Changing stroke rehab and research worldwide now.Time is Brain! trillions and trillions of neurons that DIE each day because there are NO effective hyperacute therapies besides tPA(only 12% effective). I have 523 posts on hyperacute therapy, enough for researchers to spend decades proving them out. These are my personal ideas and blog on stroke rehabilitation and stroke research. Do not attempt any of these without checking with your medical provider. Unless you join me in agitating, when you need these therapies they won't be there.

What this blog is for:

My blog is not to help survivors recover, it is to have the 10 million yearly stroke survivors light fires underneath their doctors, stroke hospitals and stroke researchers to get stroke solved. 100% recovery. The stroke medical world is completely failing at that goal, they don't even have it as a goal. Shortly after getting out of the hospital and getting NO information on the process or protocols of stroke rehabilitation and recovery I started searching on the internet and found that no other survivor received useful information. This is an attempt to cover all stroke rehabilitation information that should be readily available to survivors so they can talk with informed knowledge to their medical staff. It lays out what needs to be done to get stroke survivors closer to 100% recovery. It's quite disgusting that this information is not available from every stroke association and doctors group.

Wednesday, December 28, 2011

Fatty food and brain damage: Study finds connection

But what about this vegan study here:
http://www.dietsinreview.com/diet_column/12/vegans-at-risk-for-heart-attacks-and-strokes/
The fatty one here:
http://www.news-medical.net/news/20111228/Fatty-food-and-brain-damage-Study-finds-connection.aspx

Two new studies show that eating too much fatty food causes brain damage linked to obesity.

US scientists found a sudden change to a high-fat diet triggered inflammation in a key area of rodent brains responsible for regulating body weight. The inflammation produced distinctive scarring similar to that seen in stroke patients - and that brain scarring was then observed in humans who were overweight. While the research does not unequivocally prove brain damage caused by fatty food is linked to obesity, it provides strong indications for further research. More than a third of adults in the U.S. are obese and future exploration on this issue is thus necessary.

Michael Schwartz, who is the director of the University of Washington's Diabetes and Obesity Centre of Excellence said, “It would be unlikely you could injure that part of the brain and not affect the level of bodyweight, because that's what that area does...Fast foods are more likely to do this sort of damage.”

One study found that in the brains of both obese humans and obese rats, neurons around the hypothalamus were damaged by inflammation.
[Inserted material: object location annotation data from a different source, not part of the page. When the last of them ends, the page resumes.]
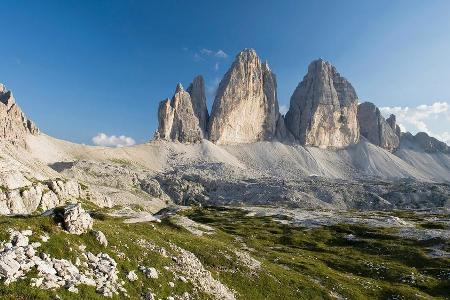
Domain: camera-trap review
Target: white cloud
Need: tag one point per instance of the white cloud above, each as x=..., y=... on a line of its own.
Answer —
x=102, y=139
x=208, y=52
x=211, y=88
x=284, y=109
x=423, y=118
x=221, y=54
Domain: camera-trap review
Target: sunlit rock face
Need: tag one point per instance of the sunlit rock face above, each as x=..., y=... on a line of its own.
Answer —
x=14, y=125
x=177, y=119
x=323, y=108
x=375, y=128
x=246, y=109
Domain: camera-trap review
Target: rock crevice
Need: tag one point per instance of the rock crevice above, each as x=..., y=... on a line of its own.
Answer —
x=323, y=108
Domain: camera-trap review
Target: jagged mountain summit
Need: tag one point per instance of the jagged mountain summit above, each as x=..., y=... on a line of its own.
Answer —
x=323, y=109
x=14, y=124
x=246, y=106
x=375, y=128
x=179, y=117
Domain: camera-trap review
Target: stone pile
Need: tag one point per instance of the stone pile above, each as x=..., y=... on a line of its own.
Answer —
x=45, y=195
x=376, y=129
x=18, y=257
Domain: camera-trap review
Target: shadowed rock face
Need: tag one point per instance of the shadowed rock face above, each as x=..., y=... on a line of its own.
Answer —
x=246, y=107
x=392, y=121
x=323, y=108
x=374, y=127
x=13, y=123
x=177, y=119
x=197, y=92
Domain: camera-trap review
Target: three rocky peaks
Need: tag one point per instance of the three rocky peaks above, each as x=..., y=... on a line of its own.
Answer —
x=323, y=112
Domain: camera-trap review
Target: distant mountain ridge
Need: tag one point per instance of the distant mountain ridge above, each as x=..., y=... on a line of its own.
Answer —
x=327, y=152
x=324, y=111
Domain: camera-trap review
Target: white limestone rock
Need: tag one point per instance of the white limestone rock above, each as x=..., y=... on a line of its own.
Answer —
x=392, y=121
x=245, y=109
x=14, y=126
x=374, y=127
x=323, y=108
x=101, y=238
x=132, y=276
x=177, y=119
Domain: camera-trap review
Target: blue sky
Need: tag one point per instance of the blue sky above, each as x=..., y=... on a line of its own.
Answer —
x=79, y=68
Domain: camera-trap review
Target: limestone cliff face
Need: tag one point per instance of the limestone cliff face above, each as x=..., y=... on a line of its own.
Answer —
x=323, y=108
x=245, y=109
x=177, y=119
x=197, y=92
x=14, y=125
x=392, y=121
x=375, y=128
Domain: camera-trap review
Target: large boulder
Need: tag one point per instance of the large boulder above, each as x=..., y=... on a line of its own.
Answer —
x=177, y=119
x=245, y=109
x=14, y=126
x=323, y=108
x=76, y=220
x=374, y=127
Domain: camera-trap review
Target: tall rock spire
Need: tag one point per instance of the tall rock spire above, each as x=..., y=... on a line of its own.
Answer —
x=246, y=107
x=323, y=108
x=177, y=119
x=14, y=125
x=374, y=127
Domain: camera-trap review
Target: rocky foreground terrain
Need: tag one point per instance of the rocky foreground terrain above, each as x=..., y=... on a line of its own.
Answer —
x=330, y=201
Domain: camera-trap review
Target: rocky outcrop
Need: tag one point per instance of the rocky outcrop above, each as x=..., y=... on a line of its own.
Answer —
x=392, y=121
x=177, y=119
x=19, y=258
x=14, y=125
x=45, y=195
x=424, y=142
x=76, y=220
x=245, y=109
x=374, y=127
x=323, y=108
x=197, y=92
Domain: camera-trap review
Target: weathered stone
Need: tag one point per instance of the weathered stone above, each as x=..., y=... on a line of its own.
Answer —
x=374, y=127
x=245, y=109
x=177, y=119
x=392, y=121
x=197, y=92
x=424, y=142
x=76, y=220
x=323, y=108
x=131, y=276
x=14, y=126
x=9, y=267
x=101, y=238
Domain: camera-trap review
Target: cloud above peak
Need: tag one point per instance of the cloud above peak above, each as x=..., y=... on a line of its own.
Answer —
x=433, y=119
x=211, y=53
x=102, y=139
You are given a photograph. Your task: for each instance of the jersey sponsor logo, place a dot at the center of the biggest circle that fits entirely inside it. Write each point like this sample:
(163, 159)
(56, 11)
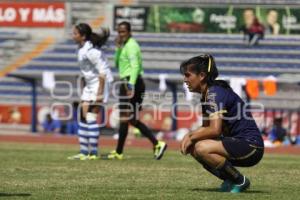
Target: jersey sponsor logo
(31, 14)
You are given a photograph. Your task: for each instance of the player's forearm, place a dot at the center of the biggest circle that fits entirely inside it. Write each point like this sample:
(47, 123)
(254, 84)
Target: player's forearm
(203, 133)
(101, 84)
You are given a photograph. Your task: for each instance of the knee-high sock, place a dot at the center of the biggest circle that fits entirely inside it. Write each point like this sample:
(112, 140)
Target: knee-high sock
(212, 170)
(83, 138)
(93, 132)
(123, 131)
(231, 172)
(146, 132)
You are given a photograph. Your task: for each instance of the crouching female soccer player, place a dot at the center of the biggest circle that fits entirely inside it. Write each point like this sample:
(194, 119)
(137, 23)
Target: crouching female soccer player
(97, 77)
(229, 136)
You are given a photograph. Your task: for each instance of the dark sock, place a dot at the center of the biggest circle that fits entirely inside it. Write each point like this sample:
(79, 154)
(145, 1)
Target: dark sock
(146, 132)
(123, 131)
(231, 173)
(212, 170)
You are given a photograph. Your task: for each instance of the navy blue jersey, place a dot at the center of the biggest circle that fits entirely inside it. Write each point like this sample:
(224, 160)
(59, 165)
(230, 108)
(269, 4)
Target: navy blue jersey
(237, 120)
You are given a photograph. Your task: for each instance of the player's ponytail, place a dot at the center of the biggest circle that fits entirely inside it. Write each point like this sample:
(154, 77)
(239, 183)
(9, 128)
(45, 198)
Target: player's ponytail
(97, 39)
(206, 64)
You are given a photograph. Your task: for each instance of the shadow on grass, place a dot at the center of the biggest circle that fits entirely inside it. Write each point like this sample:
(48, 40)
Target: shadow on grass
(14, 194)
(217, 190)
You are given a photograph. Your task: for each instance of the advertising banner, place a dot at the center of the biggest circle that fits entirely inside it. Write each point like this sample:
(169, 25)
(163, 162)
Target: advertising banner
(204, 19)
(31, 14)
(136, 16)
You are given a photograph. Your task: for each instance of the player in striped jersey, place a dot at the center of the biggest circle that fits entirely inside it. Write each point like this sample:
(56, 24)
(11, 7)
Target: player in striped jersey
(97, 77)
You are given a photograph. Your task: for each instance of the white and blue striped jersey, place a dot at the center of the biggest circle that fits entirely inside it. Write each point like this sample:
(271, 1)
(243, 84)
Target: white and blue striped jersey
(93, 62)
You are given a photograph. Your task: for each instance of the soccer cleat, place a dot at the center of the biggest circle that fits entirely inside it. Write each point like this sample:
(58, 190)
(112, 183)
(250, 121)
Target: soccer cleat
(226, 186)
(80, 156)
(93, 157)
(113, 155)
(159, 150)
(237, 188)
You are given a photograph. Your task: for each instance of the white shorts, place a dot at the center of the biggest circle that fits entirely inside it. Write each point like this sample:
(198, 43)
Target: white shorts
(90, 92)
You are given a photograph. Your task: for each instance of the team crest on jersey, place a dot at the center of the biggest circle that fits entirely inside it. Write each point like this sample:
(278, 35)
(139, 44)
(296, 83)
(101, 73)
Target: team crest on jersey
(211, 99)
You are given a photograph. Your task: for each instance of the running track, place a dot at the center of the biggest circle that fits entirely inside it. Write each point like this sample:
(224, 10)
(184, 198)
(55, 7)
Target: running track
(109, 142)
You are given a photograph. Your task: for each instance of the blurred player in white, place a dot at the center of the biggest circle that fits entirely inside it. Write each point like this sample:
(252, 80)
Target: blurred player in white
(97, 77)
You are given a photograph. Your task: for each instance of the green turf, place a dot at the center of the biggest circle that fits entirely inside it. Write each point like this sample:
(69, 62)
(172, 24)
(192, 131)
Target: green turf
(34, 171)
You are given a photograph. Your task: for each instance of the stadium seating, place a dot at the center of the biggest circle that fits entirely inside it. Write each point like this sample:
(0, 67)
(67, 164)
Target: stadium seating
(163, 53)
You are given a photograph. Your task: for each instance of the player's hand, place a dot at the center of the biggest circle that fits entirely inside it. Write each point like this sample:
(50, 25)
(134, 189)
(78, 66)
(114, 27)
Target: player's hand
(130, 90)
(130, 93)
(186, 144)
(118, 41)
(99, 99)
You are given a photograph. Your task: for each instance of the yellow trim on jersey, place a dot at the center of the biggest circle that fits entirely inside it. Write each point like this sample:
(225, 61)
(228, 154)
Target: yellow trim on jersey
(218, 112)
(25, 58)
(209, 63)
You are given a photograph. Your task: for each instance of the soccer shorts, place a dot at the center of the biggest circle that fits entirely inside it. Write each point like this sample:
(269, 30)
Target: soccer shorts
(242, 153)
(90, 91)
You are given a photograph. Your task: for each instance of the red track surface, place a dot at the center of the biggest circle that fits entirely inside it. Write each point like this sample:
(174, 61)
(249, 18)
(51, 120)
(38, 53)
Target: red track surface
(108, 141)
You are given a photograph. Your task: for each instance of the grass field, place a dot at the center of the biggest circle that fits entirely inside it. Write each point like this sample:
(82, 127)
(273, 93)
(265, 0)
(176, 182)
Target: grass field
(36, 171)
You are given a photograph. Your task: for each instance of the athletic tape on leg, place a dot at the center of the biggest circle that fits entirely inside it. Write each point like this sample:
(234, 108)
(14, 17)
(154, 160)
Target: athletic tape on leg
(91, 117)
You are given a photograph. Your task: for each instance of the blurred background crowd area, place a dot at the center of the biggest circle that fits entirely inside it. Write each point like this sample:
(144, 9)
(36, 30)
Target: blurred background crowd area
(39, 72)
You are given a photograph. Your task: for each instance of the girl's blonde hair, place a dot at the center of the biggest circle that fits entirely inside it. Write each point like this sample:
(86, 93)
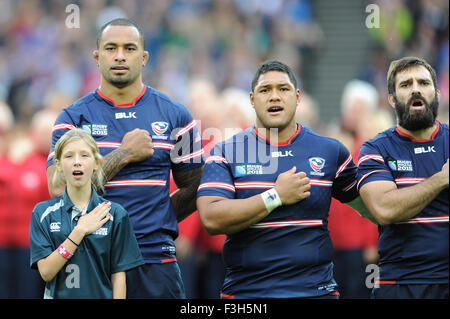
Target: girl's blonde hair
(98, 176)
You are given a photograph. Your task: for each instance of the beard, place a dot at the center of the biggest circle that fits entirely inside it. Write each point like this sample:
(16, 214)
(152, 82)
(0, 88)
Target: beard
(119, 81)
(415, 121)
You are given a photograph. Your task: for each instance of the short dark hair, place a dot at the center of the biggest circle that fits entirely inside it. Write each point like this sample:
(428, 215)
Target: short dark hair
(121, 22)
(273, 66)
(403, 64)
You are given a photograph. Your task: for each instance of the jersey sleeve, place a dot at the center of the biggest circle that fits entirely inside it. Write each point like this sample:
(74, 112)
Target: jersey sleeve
(40, 242)
(188, 152)
(217, 179)
(62, 124)
(125, 252)
(371, 166)
(344, 184)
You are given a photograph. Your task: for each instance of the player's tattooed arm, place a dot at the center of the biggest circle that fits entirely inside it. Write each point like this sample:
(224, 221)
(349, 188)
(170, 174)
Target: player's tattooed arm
(184, 199)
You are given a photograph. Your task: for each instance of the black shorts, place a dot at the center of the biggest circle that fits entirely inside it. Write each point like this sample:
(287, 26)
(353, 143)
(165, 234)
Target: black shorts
(155, 281)
(411, 291)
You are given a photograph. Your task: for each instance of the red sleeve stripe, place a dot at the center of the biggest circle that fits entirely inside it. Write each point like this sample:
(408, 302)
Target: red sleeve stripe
(367, 157)
(158, 145)
(254, 184)
(163, 145)
(289, 223)
(221, 185)
(343, 166)
(347, 188)
(168, 260)
(187, 128)
(103, 144)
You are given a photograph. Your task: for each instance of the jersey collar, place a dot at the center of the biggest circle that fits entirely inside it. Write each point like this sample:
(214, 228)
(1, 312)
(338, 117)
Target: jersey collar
(420, 141)
(299, 127)
(122, 105)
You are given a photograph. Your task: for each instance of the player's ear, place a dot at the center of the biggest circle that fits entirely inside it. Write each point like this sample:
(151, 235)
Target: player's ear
(95, 55)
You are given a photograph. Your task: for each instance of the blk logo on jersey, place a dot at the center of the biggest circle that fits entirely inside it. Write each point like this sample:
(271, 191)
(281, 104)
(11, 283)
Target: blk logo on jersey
(317, 163)
(160, 127)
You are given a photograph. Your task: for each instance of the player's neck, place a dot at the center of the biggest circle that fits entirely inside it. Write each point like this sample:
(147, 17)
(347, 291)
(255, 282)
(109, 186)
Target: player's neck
(123, 95)
(80, 196)
(419, 135)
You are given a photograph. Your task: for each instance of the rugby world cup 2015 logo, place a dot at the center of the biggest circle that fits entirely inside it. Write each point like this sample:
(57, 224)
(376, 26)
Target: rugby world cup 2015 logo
(160, 127)
(317, 163)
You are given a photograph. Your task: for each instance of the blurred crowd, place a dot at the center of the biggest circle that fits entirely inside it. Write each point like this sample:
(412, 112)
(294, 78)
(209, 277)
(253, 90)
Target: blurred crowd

High-fat diets have been known to promote inflammation throughout the body, but that usually takes weeks or months to appear. Changes in the brain, however, can happen fast—even within 24 hours.

The second study found that mice on a fatty diet were slow to replace old neurons in the hypothalamus, which could also hamper its function.

Most people have a natural equilibrium bodyweight, and although they can lose or gain kilos by adjusting their diet, their body will tend to return to its natural weight once those restrictions are removed. Thus, obesity is often less a problem of losing weight than of keeping it off. The brain area that regulates metabolism, the hypothalamus, relies on a hormone called leptin to measure the changes in body weight - and leptin is produced in fat. Hypothalamus is an almond-sized area of the brain helps regulate hunger and thirst, as well as sleep and body temperature.

“So you have a situation where if you have an inflammatory response in the hypothalamus you need more leptin to do the same job, and the only way to have more leptin is to have more fat,” Professor Schwartz said. The findings are published in The Journal of Clinical Investigation.